Pancreatic cancer (PC) is the most aggressive type of common cancers, and in 2014, nearly 40000 patients died from the disease in the United States. Pancreatic ductal adenocarcinoma, which accounts for the majority of PC cases, is characterized by an intense stromal desmoplastic reaction surrounding the cancer cells. Cancer-associated fibroblasts (CAFs) are the main effector cells in the desmoplastic reaction, and pancreatic stellate cells are the most important source of CAFs. However, other important components of the PC stroma are inflammatory cells and endothelial cells. The aim of this review is to describe the complex interplay between PC cells and the cellular and non-cellular components of the tumour stroma. Published data have indicated that the desmoplastic stroma protects PC cells against chemotherapy and radiation therapy and that it might promote the proliferation and migration of PC cells. However, in animal studies, experimental depletion of the desmoplastic stroma and CAFs has led to more aggressive cancers. Hence, the precise role of the tumour stroma in PC remains to be elucidated. However, it is likely that a context-dependent therapeutic modification, rather than pure depletion, of the PC stroma holds potential for the development of new treatment strategies for PC patients.

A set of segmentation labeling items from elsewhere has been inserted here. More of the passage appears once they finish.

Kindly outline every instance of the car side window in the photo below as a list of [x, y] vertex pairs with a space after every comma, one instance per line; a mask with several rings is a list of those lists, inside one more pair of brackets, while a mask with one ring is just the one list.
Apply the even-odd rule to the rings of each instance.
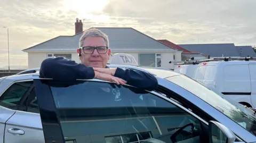
[[33, 81], [13, 83], [0, 97], [0, 106], [12, 110], [18, 110], [23, 97], [33, 84]]
[[51, 91], [67, 141], [209, 141], [207, 125], [150, 92], [106, 82], [86, 81], [69, 86], [63, 82], [54, 84], [58, 86], [50, 86]]
[[20, 110], [34, 113], [39, 113], [35, 88], [33, 88], [30, 91], [29, 94], [23, 103], [22, 107], [20, 108]]

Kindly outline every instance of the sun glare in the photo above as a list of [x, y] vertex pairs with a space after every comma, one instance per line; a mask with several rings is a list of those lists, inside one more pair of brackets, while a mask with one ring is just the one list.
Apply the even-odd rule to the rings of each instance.
[[108, 0], [63, 0], [65, 10], [73, 10], [78, 13], [79, 16], [92, 12], [100, 12], [105, 8]]

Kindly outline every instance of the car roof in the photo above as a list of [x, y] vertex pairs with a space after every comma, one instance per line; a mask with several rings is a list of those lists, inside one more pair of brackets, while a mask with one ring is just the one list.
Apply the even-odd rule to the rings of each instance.
[[[146, 72], [149, 73], [151, 73], [156, 77], [158, 77], [160, 78], [164, 79], [166, 78], [180, 75], [182, 74], [175, 72], [172, 70], [167, 70], [166, 69], [158, 69], [155, 68], [154, 67], [138, 67], [138, 66], [130, 66], [130, 65], [108, 65], [108, 66], [109, 68], [116, 68], [118, 67], [120, 68], [129, 68], [132, 69], [138, 70], [140, 71], [142, 71], [144, 72]], [[28, 72], [29, 71], [36, 71], [35, 72], [31, 73], [22, 73], [22, 72], [20, 72], [21, 74], [16, 74], [14, 75], [10, 75], [7, 77], [4, 80], [10, 80], [10, 81], [18, 81], [18, 80], [28, 80], [35, 78], [38, 78], [39, 76], [39, 68], [35, 68], [31, 69], [28, 69], [26, 71], [23, 71], [22, 72]], [[37, 78], [35, 78], [37, 77]]]

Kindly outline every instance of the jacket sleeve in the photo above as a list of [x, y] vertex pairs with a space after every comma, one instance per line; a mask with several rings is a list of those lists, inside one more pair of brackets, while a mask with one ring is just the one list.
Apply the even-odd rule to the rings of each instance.
[[124, 70], [117, 68], [114, 76], [126, 80], [127, 85], [149, 91], [155, 90], [158, 85], [155, 76], [136, 70]]
[[67, 81], [76, 79], [90, 79], [95, 76], [93, 69], [62, 57], [48, 58], [41, 64], [41, 78]]

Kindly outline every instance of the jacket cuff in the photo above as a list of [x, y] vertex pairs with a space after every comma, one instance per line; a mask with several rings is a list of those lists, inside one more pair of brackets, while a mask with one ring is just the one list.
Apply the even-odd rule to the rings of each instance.
[[114, 76], [124, 79], [125, 73], [125, 70], [123, 70], [121, 68], [117, 68]]

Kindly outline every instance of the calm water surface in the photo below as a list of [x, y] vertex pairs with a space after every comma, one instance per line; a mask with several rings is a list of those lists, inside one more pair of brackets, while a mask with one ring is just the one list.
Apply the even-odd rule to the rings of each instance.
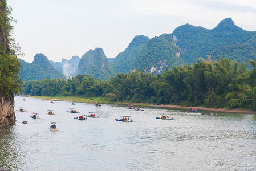
[[[16, 112], [16, 125], [0, 128], [0, 165], [9, 170], [256, 170], [255, 115], [135, 111], [23, 98], [15, 97], [15, 109], [27, 112]], [[66, 112], [70, 108], [104, 115], [78, 120], [77, 114]], [[46, 114], [47, 109], [56, 115]], [[31, 118], [31, 112], [40, 119]], [[161, 114], [175, 120], [156, 119]], [[135, 121], [115, 121], [120, 115]], [[51, 121], [57, 123], [58, 131], [50, 131]]]

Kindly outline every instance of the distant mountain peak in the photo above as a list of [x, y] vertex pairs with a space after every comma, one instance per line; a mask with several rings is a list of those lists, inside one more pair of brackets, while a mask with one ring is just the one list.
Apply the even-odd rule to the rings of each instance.
[[229, 17], [221, 21], [221, 22], [213, 30], [223, 30], [226, 31], [231, 31], [236, 30], [237, 31], [242, 31], [243, 29], [235, 25], [232, 18]]
[[132, 42], [131, 42], [131, 43], [129, 44], [128, 48], [133, 47], [134, 46], [138, 46], [141, 44], [144, 44], [146, 43], [149, 40], [149, 38], [148, 37], [143, 35], [136, 35], [132, 39]]
[[43, 63], [50, 63], [50, 61], [47, 57], [43, 54], [39, 53], [35, 55], [34, 57], [34, 61], [32, 62], [33, 64], [40, 64]]

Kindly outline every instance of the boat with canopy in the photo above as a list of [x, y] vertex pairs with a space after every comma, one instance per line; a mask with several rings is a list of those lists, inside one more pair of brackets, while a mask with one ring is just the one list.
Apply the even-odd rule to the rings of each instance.
[[165, 119], [165, 120], [174, 120], [174, 119], [173, 117], [169, 117], [168, 115], [163, 115], [160, 117], [157, 117], [156, 119]]
[[86, 117], [100, 117], [99, 115], [96, 115], [97, 113], [97, 112], [89, 112], [89, 113], [91, 113], [89, 115], [86, 115]]
[[70, 108], [70, 111], [67, 111], [67, 112], [70, 112], [70, 113], [79, 113], [79, 112], [78, 111], [78, 110], [76, 110], [76, 109], [75, 109], [75, 108]]
[[32, 119], [38, 119], [38, 113], [32, 113], [32, 116], [30, 116], [30, 117], [32, 117]]
[[50, 126], [50, 129], [57, 130], [57, 123], [56, 122], [51, 122], [51, 126]]
[[128, 123], [134, 122], [134, 121], [131, 119], [131, 116], [120, 116], [120, 119], [115, 119], [115, 120]]
[[81, 120], [87, 120], [87, 118], [85, 117], [84, 116], [86, 116], [84, 115], [79, 115], [79, 117], [74, 117], [75, 119], [78, 119]]
[[54, 113], [54, 110], [47, 110], [47, 113], [46, 114], [49, 114], [50, 115], [55, 115]]

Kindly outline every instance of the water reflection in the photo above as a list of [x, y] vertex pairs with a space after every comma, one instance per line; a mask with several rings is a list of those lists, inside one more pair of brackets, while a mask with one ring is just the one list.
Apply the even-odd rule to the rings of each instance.
[[[22, 99], [15, 97], [15, 108], [27, 112], [16, 113], [17, 125], [1, 128], [0, 165], [10, 170], [256, 169], [255, 115], [203, 116], [181, 109], [135, 111], [105, 105], [103, 113], [108, 108], [115, 112], [110, 117], [80, 121], [74, 119], [77, 114], [66, 112], [72, 107], [68, 102]], [[76, 108], [82, 113], [99, 110], [79, 103]], [[47, 109], [56, 115], [46, 114]], [[33, 112], [39, 119], [30, 117]], [[161, 113], [175, 120], [156, 119]], [[135, 121], [115, 121], [120, 115]], [[51, 121], [58, 131], [50, 131]]]

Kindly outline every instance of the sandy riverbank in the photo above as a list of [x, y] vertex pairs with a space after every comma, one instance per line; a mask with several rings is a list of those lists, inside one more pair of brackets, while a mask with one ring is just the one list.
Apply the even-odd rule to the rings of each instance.
[[[137, 103], [132, 103], [131, 105], [138, 105], [139, 104]], [[147, 106], [152, 106], [156, 107], [165, 107], [165, 108], [175, 108], [175, 109], [189, 109], [190, 108], [196, 109], [199, 111], [214, 111], [217, 112], [231, 112], [231, 113], [251, 113], [251, 114], [256, 114], [256, 111], [251, 111], [249, 110], [245, 110], [243, 109], [237, 108], [235, 109], [226, 109], [224, 108], [208, 108], [203, 107], [185, 107], [185, 106], [179, 106], [177, 105], [171, 105], [171, 104], [150, 104], [150, 105]]]
[[[41, 96], [30, 96], [31, 97], [35, 97], [35, 98], [39, 98], [41, 99], [40, 100], [48, 100], [48, 101], [75, 101], [75, 102], [81, 102], [81, 103], [95, 103], [95, 100], [90, 100], [87, 101], [86, 99], [84, 99], [85, 100], [81, 100], [81, 99], [79, 98], [79, 100], [76, 100], [78, 99], [76, 99], [76, 98], [71, 98], [71, 97], [67, 97], [67, 98], [59, 98], [58, 99], [56, 97], [54, 97], [53, 98], [50, 97], [41, 97]], [[90, 98], [91, 100], [92, 98]], [[97, 103], [108, 103], [108, 104], [111, 104], [112, 103], [103, 103], [103, 102], [97, 102]], [[174, 109], [189, 109], [190, 108], [194, 108], [196, 109], [199, 111], [214, 111], [217, 112], [230, 112], [230, 113], [251, 113], [251, 114], [256, 114], [256, 111], [251, 111], [249, 110], [246, 110], [240, 108], [237, 108], [235, 109], [226, 109], [224, 108], [218, 108], [218, 109], [215, 109], [215, 108], [208, 108], [206, 107], [185, 107], [185, 106], [180, 106], [177, 105], [171, 105], [171, 104], [160, 104], [160, 105], [156, 105], [153, 104], [143, 104], [143, 103], [112, 103], [112, 104], [120, 104], [120, 105], [137, 105], [137, 106], [147, 106], [147, 107], [165, 107], [165, 108], [174, 108]]]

Keywords: Pancreatic cancer; Desmoplastic stroma; Cancer-associated fibroblast; Inflammatory cells; Pancreatic stellate cell

Core tip: Pancreatic cancer (PC), the most aggressive type of common cancers, is characterized by a limited response to chemotherapeutics, which are often directed against the PC cells. One of the histological hallmarks of PC is the extensive desmoplastic stromal reaction that surrounds the PC cells. The PC stroma is not simply a bystander of the neoplastic process but plays an active part in disease progression and metastasis. The PC cells, cancer-associated fibroblasts, inflammatory cells, endothelial cells, and the extracellular matrix engage in a complex interplay, the modulation of which could hold potential for the future development of new PC therapies.